Насмешливое отношение доктора к блистательной славе Ностромо чрезвычайно раздражало моряка. В похвалах Декуда тоже звучала ироническая нотка, смущавшая его; но ему льстили приятельские отношения с таким человеком, как дон Мартин, а этот доктор Монигэм просто никто. Ностромо помнил его нищим отщепенцем, который, крадучись, бродил по улицам Сулако и не имел ни друзей, ни знакомых, пока дон Карлос Гулд не взял его к себе на рудники.

— Вы, конечно, очень умный, — задумчиво продолжал он, с тревожным чувством вглядываясь в темную мглу комнаты, где был замучен Гирш. — Но теперь и я поумнел. Одну вещь я усвоил твердо: вы — опасный человек.

Доктор Монигэм, опешив, лишь испуганно спросил:

— О чем это вы?

— Если бы он мог заговорить, он сказал бы, что я прав, — продолжал Ностромо, и тень его головы качнулась на звездном квадрате окна.

— Я вас не понимаю, — слабым голосом сказал доктор Монигэм.

— Не понимаете? Да ну? Если бы вы не подтвердили идиотские бредни Сотильо, ему незачем было бы так спешить вздергивать на дыбу этого беднягу Гирша.

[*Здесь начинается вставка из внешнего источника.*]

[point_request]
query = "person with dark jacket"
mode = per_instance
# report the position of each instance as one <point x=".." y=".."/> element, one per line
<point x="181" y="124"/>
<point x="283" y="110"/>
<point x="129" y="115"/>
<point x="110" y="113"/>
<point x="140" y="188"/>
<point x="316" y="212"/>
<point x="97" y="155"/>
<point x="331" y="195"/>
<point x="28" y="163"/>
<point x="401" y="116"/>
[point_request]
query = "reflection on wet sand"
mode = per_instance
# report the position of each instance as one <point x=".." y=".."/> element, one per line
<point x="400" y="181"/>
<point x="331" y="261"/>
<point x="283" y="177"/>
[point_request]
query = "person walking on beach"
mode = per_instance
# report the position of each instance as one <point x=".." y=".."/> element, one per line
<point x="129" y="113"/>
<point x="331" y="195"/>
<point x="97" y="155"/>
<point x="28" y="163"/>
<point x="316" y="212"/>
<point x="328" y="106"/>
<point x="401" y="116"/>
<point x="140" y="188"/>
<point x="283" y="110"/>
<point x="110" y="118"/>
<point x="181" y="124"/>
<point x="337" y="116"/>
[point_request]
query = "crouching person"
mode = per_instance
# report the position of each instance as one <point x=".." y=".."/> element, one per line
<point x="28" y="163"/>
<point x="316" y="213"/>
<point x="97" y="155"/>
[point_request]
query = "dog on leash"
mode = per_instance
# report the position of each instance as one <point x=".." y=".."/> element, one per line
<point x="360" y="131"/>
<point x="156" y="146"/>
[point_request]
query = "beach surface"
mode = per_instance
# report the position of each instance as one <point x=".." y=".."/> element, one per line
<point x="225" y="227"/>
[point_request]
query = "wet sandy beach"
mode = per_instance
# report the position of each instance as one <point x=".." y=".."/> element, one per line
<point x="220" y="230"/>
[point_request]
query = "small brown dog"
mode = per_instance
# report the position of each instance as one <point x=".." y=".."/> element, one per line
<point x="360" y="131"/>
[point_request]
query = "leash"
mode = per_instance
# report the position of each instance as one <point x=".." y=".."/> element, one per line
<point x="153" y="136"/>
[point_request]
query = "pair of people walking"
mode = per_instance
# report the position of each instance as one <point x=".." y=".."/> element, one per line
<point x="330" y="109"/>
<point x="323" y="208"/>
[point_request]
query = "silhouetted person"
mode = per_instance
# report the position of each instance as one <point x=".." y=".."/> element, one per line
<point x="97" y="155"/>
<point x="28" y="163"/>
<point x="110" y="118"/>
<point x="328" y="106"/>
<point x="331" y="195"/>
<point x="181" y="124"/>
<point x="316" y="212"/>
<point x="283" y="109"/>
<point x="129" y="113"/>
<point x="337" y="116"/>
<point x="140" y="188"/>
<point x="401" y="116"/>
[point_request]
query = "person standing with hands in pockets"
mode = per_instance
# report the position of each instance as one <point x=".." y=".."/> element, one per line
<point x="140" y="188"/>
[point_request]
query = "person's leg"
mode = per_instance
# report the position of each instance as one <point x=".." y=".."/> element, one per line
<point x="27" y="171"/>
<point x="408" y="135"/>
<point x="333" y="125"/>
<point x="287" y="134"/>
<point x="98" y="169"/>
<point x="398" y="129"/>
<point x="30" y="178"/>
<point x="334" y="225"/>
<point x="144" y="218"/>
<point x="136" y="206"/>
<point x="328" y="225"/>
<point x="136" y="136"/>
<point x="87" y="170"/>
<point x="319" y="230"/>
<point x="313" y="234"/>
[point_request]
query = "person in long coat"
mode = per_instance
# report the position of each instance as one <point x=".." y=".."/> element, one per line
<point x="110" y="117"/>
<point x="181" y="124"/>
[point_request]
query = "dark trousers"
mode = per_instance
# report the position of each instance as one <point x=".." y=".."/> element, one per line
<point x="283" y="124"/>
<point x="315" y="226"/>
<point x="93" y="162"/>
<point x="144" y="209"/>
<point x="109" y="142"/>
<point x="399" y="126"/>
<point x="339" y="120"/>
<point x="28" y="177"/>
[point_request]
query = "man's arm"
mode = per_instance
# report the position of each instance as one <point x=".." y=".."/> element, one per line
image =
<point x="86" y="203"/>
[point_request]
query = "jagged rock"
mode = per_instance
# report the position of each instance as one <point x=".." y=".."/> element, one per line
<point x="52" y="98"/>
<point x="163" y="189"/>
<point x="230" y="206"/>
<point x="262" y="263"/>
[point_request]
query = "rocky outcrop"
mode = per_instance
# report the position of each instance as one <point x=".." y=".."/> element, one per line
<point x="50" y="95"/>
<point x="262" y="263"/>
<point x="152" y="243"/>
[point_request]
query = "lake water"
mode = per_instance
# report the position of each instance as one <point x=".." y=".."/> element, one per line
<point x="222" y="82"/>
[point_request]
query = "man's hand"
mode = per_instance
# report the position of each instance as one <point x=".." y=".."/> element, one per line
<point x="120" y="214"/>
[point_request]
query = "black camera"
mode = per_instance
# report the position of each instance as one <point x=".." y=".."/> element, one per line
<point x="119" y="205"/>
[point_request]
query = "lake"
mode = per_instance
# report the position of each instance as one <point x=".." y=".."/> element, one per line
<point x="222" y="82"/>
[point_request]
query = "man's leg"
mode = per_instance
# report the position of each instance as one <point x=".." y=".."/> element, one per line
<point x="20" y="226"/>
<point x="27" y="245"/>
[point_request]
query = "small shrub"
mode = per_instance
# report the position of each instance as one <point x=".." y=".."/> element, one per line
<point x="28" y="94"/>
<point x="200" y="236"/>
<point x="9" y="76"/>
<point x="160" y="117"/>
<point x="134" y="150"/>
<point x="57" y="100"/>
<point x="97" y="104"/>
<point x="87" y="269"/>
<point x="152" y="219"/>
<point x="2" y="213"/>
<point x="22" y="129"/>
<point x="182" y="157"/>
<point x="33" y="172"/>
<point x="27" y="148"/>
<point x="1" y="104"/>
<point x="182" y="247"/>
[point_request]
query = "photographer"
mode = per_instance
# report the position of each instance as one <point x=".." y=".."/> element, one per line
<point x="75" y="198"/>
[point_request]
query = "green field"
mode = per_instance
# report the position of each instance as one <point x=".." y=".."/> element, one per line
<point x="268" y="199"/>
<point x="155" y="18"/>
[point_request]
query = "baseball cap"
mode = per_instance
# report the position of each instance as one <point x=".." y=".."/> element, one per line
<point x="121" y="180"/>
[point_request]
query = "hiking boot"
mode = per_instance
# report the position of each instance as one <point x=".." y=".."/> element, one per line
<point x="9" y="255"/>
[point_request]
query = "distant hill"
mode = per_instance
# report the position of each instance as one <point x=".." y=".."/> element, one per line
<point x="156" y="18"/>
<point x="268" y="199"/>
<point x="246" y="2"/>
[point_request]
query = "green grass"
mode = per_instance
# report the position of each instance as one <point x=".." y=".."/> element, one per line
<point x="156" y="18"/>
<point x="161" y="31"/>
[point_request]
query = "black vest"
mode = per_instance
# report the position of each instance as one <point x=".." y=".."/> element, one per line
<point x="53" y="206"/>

Доктор вздрогнул. Но преданность, поглотившая его целиком, поглотила и все его чувства, и его сердце стало словно камень и не знало ни укоров совести, ни жалости. Все же, чтобы окончательно успокоить себя, он счел нужным громко и презрительно отринуть это обвинение.

— Чушь! Не забывайте, я имел дело с Сотильо. О Гирше я и не подумал, признаюсь. Но если бы подумал, это не принесло бы ему пользы. Ведь ясно: он был обречен с того злосчастного момента, когда вцепился в этот якорь. Обречен, вы слышите меня! Да я и сам обречен… по всей вероятности.

Так ответил доктор на упрек Ностромо, достаточно веский для того, чтобы разбередить его совесть. Доктор не был бессердечен. Но миссия, которую он на себя взял, была так значительна, так важна, так серьезна, что затмевала все простые житейские соображения. Он стал фанатиком. Ему совсем не нравилось то, что он собирался сделать. Ему противно было обманывать, дурачить даже самых скверных людей. Все в нем возмущалось против этого — воспитание, традиции, инстинкт. Роль предателя, несовместимая с его натурой, была ему невыносима. И все-таки он согласился принести себя в жертву, пойти на это унижение.